Slater & Gordon estimated CBA’s Colonial First State and AMP combined had lost A$500 million of retiree money. The lawfirm planned to expand its action to other pension funds, potentially taking the number of plaintiffs to a third of Australia’s 12 million working-age people.
It did not specify the size of the damages it would pursue beyond “very substantial”.
An AMP spokeswoman said the company had not been served with legal proceedings but was working to fix problems identified by the inquiry.
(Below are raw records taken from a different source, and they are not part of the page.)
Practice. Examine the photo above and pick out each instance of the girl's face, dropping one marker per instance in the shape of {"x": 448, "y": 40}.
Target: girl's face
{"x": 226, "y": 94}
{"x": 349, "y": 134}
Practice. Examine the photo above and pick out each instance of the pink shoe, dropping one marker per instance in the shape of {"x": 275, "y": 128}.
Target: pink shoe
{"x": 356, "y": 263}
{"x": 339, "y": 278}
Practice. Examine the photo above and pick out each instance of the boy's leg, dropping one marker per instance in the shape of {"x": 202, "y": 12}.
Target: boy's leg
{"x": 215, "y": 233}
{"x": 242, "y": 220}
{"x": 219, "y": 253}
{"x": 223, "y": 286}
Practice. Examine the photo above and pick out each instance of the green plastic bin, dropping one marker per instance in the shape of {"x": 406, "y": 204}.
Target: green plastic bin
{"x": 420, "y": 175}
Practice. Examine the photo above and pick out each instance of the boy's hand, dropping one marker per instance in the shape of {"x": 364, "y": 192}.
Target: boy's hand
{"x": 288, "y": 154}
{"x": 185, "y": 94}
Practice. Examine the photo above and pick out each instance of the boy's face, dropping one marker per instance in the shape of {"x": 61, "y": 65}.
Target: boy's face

CBA said it was aware of Slater & Gordon’s plan and that it would inform the market of developments.
AMP is separately defending multiple class actions for allegedly failing to disclose governance problems, while CBA has also been sued for alleged failures to disclose breaches of anti-money-laundering rules.
The year-long inquiry meanwhile turned its attention to the life insurance industry on Tuesday.
A Baptist minister told how his son who has Down Syndrome bought an insurance policy without understanding what he was doing, as a result of a phone call from Freedom Insurance Group Ltd (FIG).
“I was disturbed at this process and was concerned that others would be targeted in similar situations to him, and perhaps others who didn’t have the support that he has to challenge this process,” the minister, Grant Stewart, told the inquiry.
The inquiry heard recordings of a FIG representative selling the policy to Stewart’s son who answered most questions – including about details of insurance policies – in single syllables after pauses of about five seconds.
The man’s son clearly did not understand the purpose of the 2016 call and “was being compliant”, Grant said.
FIG Chief Operating Officer Craig Orton told the inquiry the company had canceled most of its outbound sales calls and taken its call center operations in-house.